Arturo Vargas Najera, Zihuatanejo’s director of urban planning, said the decision to develop Ixtapa--which is within the municipality that includes Zihuatanejo but several miles outside its centuries-old center--was made under the federal administration of former Mexican President Luis Echeverria Alvarez, who Najera and other local officials assert owned large tracts of land in the area targeted for massive tourism development.
“The phenomenon of corruption,” Najera said, sighing, “has become generalized throughout all of Mexico.
“What happened is, all the federal resources and development has gone into the Ixtapa side, and the people who flooded here to work in the new tourist resorts came to the Zihuatanejo side to live. They invaded land on this side, built shanties and put an enormous strain on City Hall’s few resources.”
The result, said local PRI leader Perez, is that “Ixtapa is Europe.

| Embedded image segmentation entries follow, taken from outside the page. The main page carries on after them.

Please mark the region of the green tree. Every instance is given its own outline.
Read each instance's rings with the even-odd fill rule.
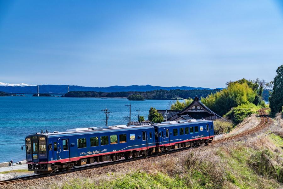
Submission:
[[[258,86],[256,81],[243,79],[226,84],[227,89],[202,98],[202,102],[220,115],[225,114],[233,107],[253,103],[257,93],[256,87]]]
[[[154,123],[161,123],[163,121],[164,118],[162,114],[158,112],[155,108],[152,107],[149,110],[148,120]]]
[[[176,110],[181,110],[190,105],[193,100],[191,98],[189,98],[182,102],[180,102],[178,100],[171,105],[171,109]]]
[[[283,65],[278,67],[276,73],[272,93],[269,99],[269,107],[274,114],[281,111],[283,106]]]
[[[139,118],[139,121],[144,121],[144,117],[142,116],[141,116]]]

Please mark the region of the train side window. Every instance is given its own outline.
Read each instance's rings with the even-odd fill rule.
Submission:
[[[184,128],[180,128],[180,135],[184,135]]]
[[[194,133],[194,128],[193,127],[190,127],[190,134],[192,134]]]
[[[103,136],[100,137],[100,144],[107,145],[108,144],[108,136]]]
[[[57,142],[54,142],[54,151],[57,151]]]
[[[98,144],[98,137],[91,137],[91,147],[97,146]]]
[[[142,140],[145,141],[146,140],[146,138],[145,136],[145,132],[144,131],[142,133]]]
[[[69,149],[69,146],[68,145],[68,140],[66,139],[63,140],[63,150],[68,150]]]
[[[173,136],[177,136],[178,135],[178,131],[177,129],[173,129]]]
[[[126,134],[122,134],[119,136],[119,140],[120,143],[124,143],[127,142]]]
[[[110,144],[114,144],[118,143],[117,135],[110,135]]]
[[[86,139],[78,138],[77,139],[78,142],[78,148],[81,148],[86,147]]]

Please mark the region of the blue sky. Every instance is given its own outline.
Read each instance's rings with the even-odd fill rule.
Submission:
[[[0,82],[270,81],[283,64],[281,2],[0,0]]]

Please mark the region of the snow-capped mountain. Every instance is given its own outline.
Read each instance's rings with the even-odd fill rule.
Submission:
[[[13,83],[5,83],[0,82],[0,86],[35,86],[32,85],[29,85],[25,83],[19,83],[19,84],[13,84]]]

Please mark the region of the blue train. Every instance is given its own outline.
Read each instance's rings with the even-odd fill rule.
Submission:
[[[37,133],[25,138],[29,170],[47,173],[74,165],[115,161],[207,144],[214,136],[210,120],[191,120],[149,125],[80,128]]]

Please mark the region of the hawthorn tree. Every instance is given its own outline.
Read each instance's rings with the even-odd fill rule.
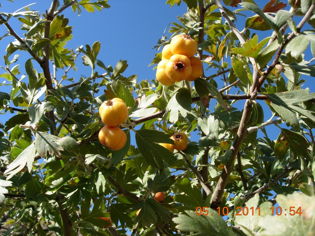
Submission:
[[[261,9],[252,0],[168,0],[187,12],[159,40],[151,65],[185,34],[198,43],[203,73],[164,86],[126,77],[123,60],[106,66],[98,41],[65,47],[63,11],[100,11],[107,2],[53,0],[44,18],[32,6],[0,12],[12,39],[0,75],[11,87],[0,92],[0,110],[12,114],[0,123],[3,235],[313,235],[315,93],[303,86],[315,76],[315,2],[271,0]],[[261,31],[268,37],[259,39]],[[21,76],[18,52],[29,57]],[[79,55],[92,75],[72,81]],[[100,105],[114,98],[129,108],[117,151],[97,138]],[[158,144],[173,143],[178,132],[199,141],[174,154]],[[161,192],[161,203],[153,199]],[[111,227],[99,218],[109,216]]]

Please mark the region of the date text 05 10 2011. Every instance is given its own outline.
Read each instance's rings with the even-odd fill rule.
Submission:
[[[209,211],[207,210],[208,208],[207,206],[203,206],[202,208],[201,207],[198,206],[196,208],[196,214],[197,216],[200,216],[203,215],[203,216],[207,216],[209,214]],[[290,209],[289,210],[289,215],[290,216],[294,216],[295,214],[298,214],[300,216],[302,215],[302,210],[301,209],[301,207],[299,206],[297,207],[296,210],[295,210],[295,207],[290,206]],[[221,207],[219,207],[217,208],[218,210],[218,213],[219,215],[220,215],[221,213],[223,216],[227,216],[229,214],[229,208],[227,206],[225,206],[222,209],[222,211],[221,211]],[[238,206],[236,208],[236,211],[237,211],[235,214],[236,216],[247,216],[249,214],[249,215],[254,216],[255,209],[253,207],[252,207],[249,209],[247,206],[244,206],[241,207],[240,206]],[[258,216],[260,215],[260,207],[259,206],[256,208],[257,210],[257,211],[255,211],[255,214],[258,214]],[[276,214],[277,216],[280,216],[283,214],[284,214],[285,216],[287,215],[287,209],[284,209],[283,210],[282,208],[280,206],[278,206],[275,208],[274,206],[272,206],[270,208],[271,210],[271,215],[274,216],[275,214]],[[233,214],[231,214],[231,215],[233,216]],[[212,214],[211,215],[213,216],[213,214]]]

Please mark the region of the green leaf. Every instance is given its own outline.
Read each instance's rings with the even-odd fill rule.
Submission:
[[[67,26],[69,20],[64,18],[63,15],[59,15],[54,18],[50,24],[49,39],[64,39],[70,36],[72,26]]]
[[[3,173],[4,175],[9,175],[7,179],[9,179],[14,175],[18,173],[27,165],[29,172],[32,170],[33,162],[34,161],[36,149],[34,142],[26,148],[7,167]]]
[[[93,208],[90,212],[90,206],[89,199],[86,199],[81,202],[81,220],[87,222],[101,228],[102,228],[103,225],[109,225],[108,222],[103,220],[96,219],[97,217],[108,217],[110,216],[109,213],[105,211],[106,208],[102,202],[102,199],[100,198],[95,201]]]
[[[281,128],[290,143],[290,150],[297,156],[306,158],[311,161],[310,156],[310,143],[305,138],[298,133],[286,129]]]
[[[189,92],[186,88],[180,88],[169,102],[164,118],[165,119],[169,113],[170,122],[175,123],[178,120],[179,112],[184,118],[190,113],[191,104],[192,97]]]
[[[171,186],[175,181],[170,177],[168,178],[167,176],[165,175],[160,176],[157,175],[154,176],[153,180],[151,178],[148,179],[148,188],[150,191],[154,191],[155,193],[165,192],[170,188]]]
[[[256,63],[259,68],[263,68],[270,60],[280,45],[278,40],[275,40],[259,52],[256,58]]]
[[[11,99],[11,97],[10,97],[10,94],[6,93],[0,92],[0,101],[2,101],[4,99],[8,101],[10,101]]]
[[[247,65],[243,61],[239,60],[235,55],[232,56],[231,60],[232,63],[231,64],[234,72],[240,80],[244,85],[247,85],[249,82],[247,71],[245,69]]]
[[[128,64],[127,64],[126,60],[122,61],[120,60],[114,69],[114,71],[113,71],[113,74],[112,75],[111,78],[112,79],[117,78],[126,70],[127,67],[128,67]]]
[[[248,232],[256,232],[259,228],[257,225],[259,218],[259,212],[256,209],[258,206],[259,200],[259,195],[258,194],[256,194],[254,197],[249,199],[246,204],[246,209],[248,209],[249,212],[250,213],[249,213],[247,215],[241,213],[241,216],[235,216],[235,221],[247,235],[251,235],[250,234],[247,233]],[[270,205],[271,206],[271,204],[270,204]],[[252,207],[253,208],[253,210],[250,210],[250,208]],[[237,210],[238,211],[239,210]]]
[[[156,143],[174,144],[168,135],[152,130],[141,129],[135,132],[137,145],[145,160],[155,168],[164,168],[163,161],[168,164],[174,159],[174,156],[166,149]],[[157,165],[157,163],[158,165]]]
[[[147,107],[153,104],[158,97],[158,95],[156,93],[152,93],[147,96],[145,95],[142,96],[140,103],[134,108],[129,116],[142,117],[153,114],[156,111],[156,108]]]
[[[123,228],[125,224],[129,228],[132,228],[134,224],[132,219],[124,213],[129,206],[122,204],[112,204],[111,205],[111,220],[116,225],[118,225],[119,222]]]
[[[121,166],[119,167],[119,171],[117,172],[116,182],[126,190],[129,192],[134,191],[139,187],[139,185],[130,182],[138,177],[138,176],[135,174],[136,172],[136,169],[132,168],[129,168],[126,171],[126,165]]]
[[[58,143],[61,143],[63,141],[61,138],[52,134],[37,131],[35,138],[35,146],[38,154],[45,158],[47,157],[47,149],[50,155],[52,156],[54,154],[61,158],[60,152],[63,151],[64,149]]]
[[[315,212],[315,197],[296,193],[287,195],[278,195],[276,200],[281,208],[282,214],[275,217],[271,215],[269,211],[268,215],[259,219],[258,225],[263,229],[261,231],[262,235],[314,235],[315,233],[315,219],[313,217],[313,213]],[[302,214],[295,214],[300,211],[298,210],[300,207]],[[275,209],[274,210],[275,211]],[[280,211],[278,209],[278,212]],[[290,213],[294,215],[290,215]]]
[[[25,196],[27,198],[33,197],[40,193],[43,188],[43,183],[32,176],[31,181],[27,182],[25,186]]]
[[[249,29],[265,31],[271,28],[260,16],[257,16],[249,17],[246,19],[245,27]]]
[[[279,161],[282,160],[287,155],[289,144],[286,136],[283,132],[280,132],[274,146],[275,155],[278,157]]]
[[[315,65],[300,65],[293,62],[290,65],[290,67],[303,75],[315,77]]]
[[[252,38],[247,40],[246,42],[243,45],[243,48],[232,48],[231,52],[232,53],[239,54],[244,57],[256,58],[259,52],[270,38],[270,37],[266,38],[258,43],[258,36],[255,35]]]
[[[4,131],[8,132],[13,127],[20,125],[24,125],[30,120],[30,115],[27,113],[18,114],[12,116],[6,121]]]
[[[285,53],[290,53],[297,59],[308,47],[310,39],[307,36],[301,33],[293,38],[285,47]]]
[[[198,189],[196,186],[192,187],[190,180],[187,178],[178,178],[176,179],[176,182],[175,186],[186,195],[177,194],[175,195],[174,199],[175,201],[196,207],[203,206],[201,192]]]
[[[117,82],[113,81],[111,85],[111,87],[107,87],[108,91],[105,90],[106,98],[112,99],[114,98],[118,98],[122,99],[126,103],[127,107],[130,107],[129,112],[131,112],[135,107],[135,100],[129,88],[119,80]]]
[[[236,236],[217,211],[209,208],[207,210],[209,213],[206,216],[197,216],[195,211],[185,211],[185,214],[173,218],[177,225],[175,228],[181,231],[194,232],[189,235]]]

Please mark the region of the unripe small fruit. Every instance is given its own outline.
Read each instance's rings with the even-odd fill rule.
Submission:
[[[202,76],[202,62],[199,58],[193,57],[189,58],[192,71],[189,77],[187,79],[188,81],[193,81]]]
[[[192,70],[189,59],[180,54],[171,57],[165,67],[166,75],[170,79],[175,82],[188,79]]]
[[[103,227],[104,228],[109,228],[113,226],[113,224],[112,223],[112,221],[111,220],[110,216],[109,217],[96,217],[96,218],[99,220],[103,220],[106,221],[109,223],[109,225],[103,225]]]
[[[142,209],[142,208],[140,208],[140,209],[138,210],[138,211],[136,213],[136,215],[137,215],[137,216],[138,216],[138,215],[139,215],[139,213],[140,213],[140,211],[141,211],[141,209]]]
[[[169,79],[165,71],[165,67],[169,61],[168,60],[162,60],[158,63],[157,68],[157,79],[165,86],[169,86],[175,83],[175,82]]]
[[[162,202],[164,198],[165,198],[165,195],[163,192],[157,193],[154,195],[154,200],[160,203]]]
[[[164,147],[172,153],[174,152],[174,149],[171,147],[171,144],[169,143],[159,143],[159,144],[162,147]]]
[[[104,126],[100,131],[98,137],[102,144],[115,151],[122,148],[127,141],[126,133],[116,126]]]
[[[170,45],[173,55],[180,54],[189,58],[197,52],[197,43],[187,35],[176,35],[172,39]]]
[[[170,144],[171,147],[178,151],[184,150],[187,147],[188,138],[184,133],[176,133],[174,134],[171,138],[174,140],[175,144]]]
[[[171,50],[170,44],[166,44],[162,50],[162,59],[169,60],[171,57],[173,55]]]
[[[109,126],[117,126],[123,123],[129,115],[128,108],[125,102],[118,98],[102,103],[99,112],[103,123]]]

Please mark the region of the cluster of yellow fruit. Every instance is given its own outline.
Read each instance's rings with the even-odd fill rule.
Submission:
[[[169,86],[184,80],[193,81],[203,74],[202,63],[194,56],[197,43],[186,35],[176,35],[162,50],[162,60],[158,64],[156,78]]]
[[[106,125],[99,133],[100,142],[113,150],[121,149],[126,144],[127,136],[117,126],[128,118],[128,108],[125,102],[118,98],[105,101],[100,107],[99,112]]]
[[[118,98],[105,101],[100,107],[99,112],[106,125],[99,133],[100,142],[112,150],[121,149],[126,144],[127,136],[117,126],[125,122],[128,118],[128,108],[125,102]],[[172,153],[174,149],[182,151],[187,147],[188,138],[183,133],[176,133],[170,138],[174,140],[175,144],[159,144]]]

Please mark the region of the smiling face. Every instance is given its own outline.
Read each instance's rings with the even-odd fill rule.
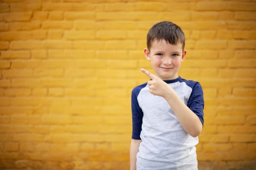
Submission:
[[[165,40],[152,41],[150,49],[145,49],[145,56],[150,61],[156,76],[162,80],[178,78],[178,71],[187,51],[181,43],[172,45]]]

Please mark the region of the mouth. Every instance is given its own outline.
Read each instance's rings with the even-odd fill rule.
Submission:
[[[173,68],[165,68],[165,67],[160,67],[160,68],[164,70],[169,70],[171,69],[173,69]]]

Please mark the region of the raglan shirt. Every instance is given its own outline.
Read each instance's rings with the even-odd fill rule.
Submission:
[[[178,77],[165,81],[203,125],[204,102],[198,82]],[[132,92],[132,138],[141,139],[137,170],[197,170],[195,146],[198,137],[184,130],[167,102],[152,94],[147,83]]]

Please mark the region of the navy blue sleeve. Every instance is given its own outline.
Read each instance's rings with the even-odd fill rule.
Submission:
[[[199,118],[203,125],[203,108],[204,102],[201,85],[197,82],[192,88],[192,92],[188,102],[188,107]]]
[[[145,86],[145,85],[144,85]],[[132,138],[141,139],[140,132],[142,124],[143,112],[138,101],[138,96],[141,89],[142,85],[137,86],[132,92],[132,114],[133,120],[133,134]]]

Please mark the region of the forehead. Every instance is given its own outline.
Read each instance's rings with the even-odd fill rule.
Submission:
[[[152,40],[150,50],[154,51],[183,51],[182,44],[181,43],[171,44],[164,39],[154,39]]]

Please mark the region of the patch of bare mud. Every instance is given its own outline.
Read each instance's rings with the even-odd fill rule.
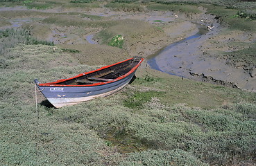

Zihuatanejo is the Third World.”
Both Perez and Najera insisted that local corruption is not to blame for the sharp contrast in Zihuatanejo’s development. But Castro’s group--along with foreign and local business owners in town, opposition politicians and many residents interviewed randomly in the street--sharply disagreed.
“In general, companies that have wanted to come and invest here, when they see the level of corruption, they don’t want anything to do with Zihuatanejo,” PRD candidate De la Luz said.
Leigh Roth, a Berkeley resident who handles vacation rentals in Zihuatanejo, said that tourism has been booming in town for several years but that corruption--and the low credibility of local officials--has deterred developers and left Zihuatanejo with too few accommodations to meet demand, let alone grow.
“There’s a terrible problem with a lack of accommodations,” she said, noting that Zihuatanejo has two elegant, high-priced resorts mixed in with “a bunch of crumbling hotels,” while Ixtapa has nearly a dozen modern resorts.
“Very few are building because of the credibility problem here,” she said.
Roth is suing the owners of one of the few hotels under construction in town for allegedly violating a host of city codes in a project that was approved by Gonzalez’s government.
The new hotel has insufficient waste-treatment facilities and blocks the view of several dozen beachfront properties, her lawsuit asserts. Officials under the town’s new mayor said they are trying to resolve the dispute.
Castro and Sosa, who said their civic association was created specifically to stop corruption and encourage future development, said they sense that the local government that took office Dec. 1 is committed to ending corrupt practices.
“Corruption here and in Mexico in general is being erased little by little,” Sosa said. “But we believe that we need radical changes. We are a peaceful, social movement. We are not revolutionaries. And we are completely apolitical. All that concerns us is the . . . people.”
Already, however, Castro and Sosa said they feel that the group--by its very existence--has won a small victory.
“There’s a real phenomenon taking place in towns like this: The political awakening of the people,” Sosa said. “Before, the people said: ‘OK. Politicians steal. They rob from here. They rob from there. But we can still eat.’
“Now there’s a new feeling that the great resources of our town, of our country, should be shared more equally. There’s a feeling that the city’s money is the people’s money. The people are waking up. But it is, of course, only the beginning.”